Mais dans le cas de Marx comme dans le cas de Maurras, il y a une systématicité de la pensée politique, et une obsession à la rendre abstraite et valable en tout temps, qui fonde les erreurs politiques. On ne peut certainement pas dire que Maurras a amené à des fautes politiques aussi graves que celles auxquelles aurait amené Marx. Mais tout de même, il y a ce même rêve, hérité de la révolution française (et Maurras en est un héritier, par son intellectualitsme et son volontarisme), ce rêve d'expliquer la politique par la cohérence intrinsèque, je ne dis pas des idées politiques, mais su système politique. Maurras n'a pas préparé la droite française à affronter le XXème siècle, il a trouvé un équilibre très vite marqué culturellement entre passéisme monarchique et héritage de 1789 : cette pensée a très rapidemment, au lieu de livrer les promesses d'une pensée politique alternative, figé la droite française dans un état conservateur qui l'a rendue vulnérable au fascisme, beaucoup plus moderne et plus dynamique.
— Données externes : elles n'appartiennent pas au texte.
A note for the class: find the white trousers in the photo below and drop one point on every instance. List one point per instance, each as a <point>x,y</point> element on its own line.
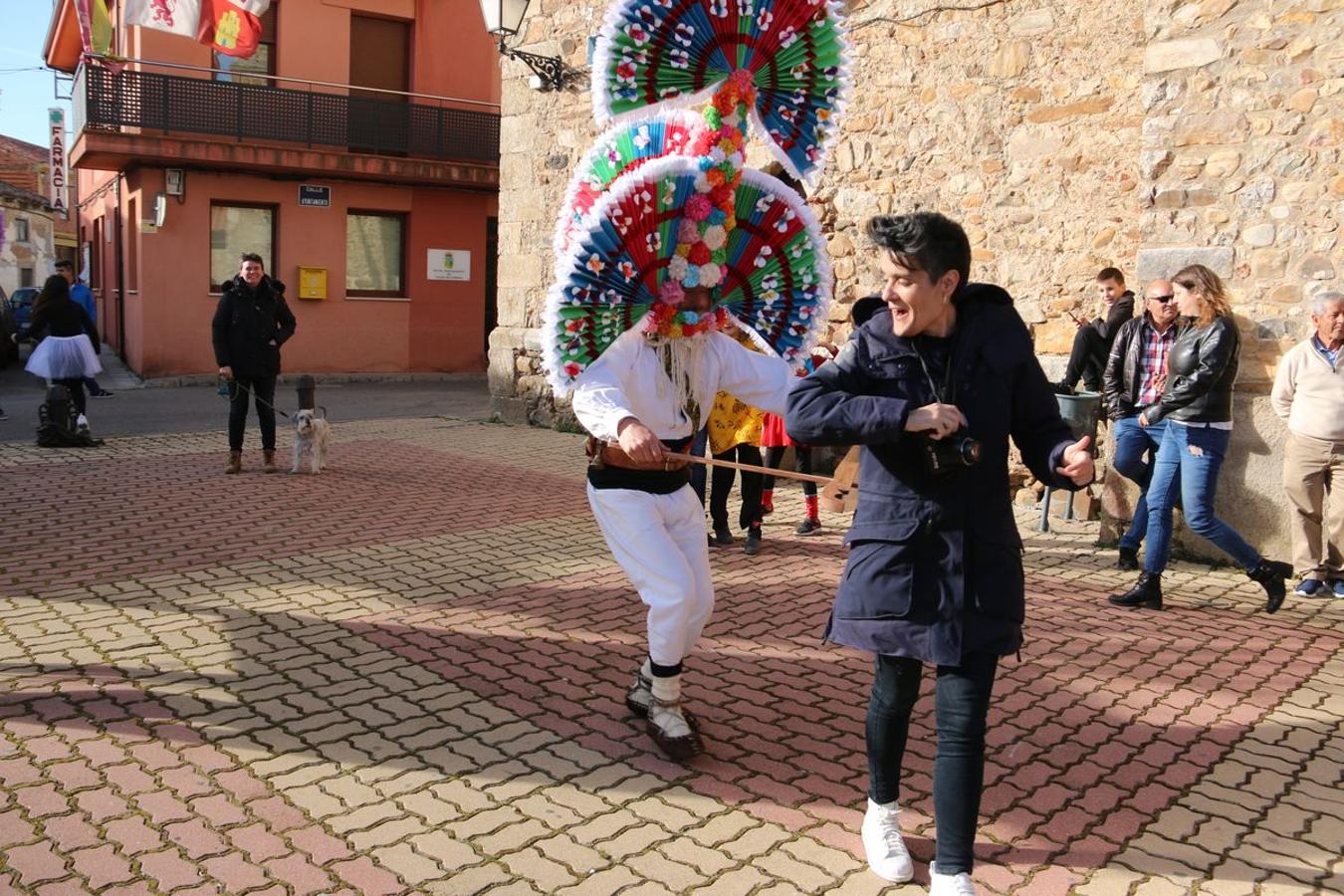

Je crois que Charles Maurras, assurément beaucoup trop étudié, ça c'est sûr, incarne l'échec d'une droite qui a cherché à s'affranchir de ce qui l'humanise, la religion. Savez-vous que la droite se définit dans 90 % des cas à travers le monde par la réceptivité à une vision du monde fondée sur la religion ? La gauche au contraire fonde tous ses espoirs sur la foce de la volonté non de l'individu, car très vite il ne peut rien, mais du groupe, d'où l'attachement à la république, voire à la révolution qui galvanise une sorte de conscience (très limitée en fait, et vite instrumentalisée) de groupe.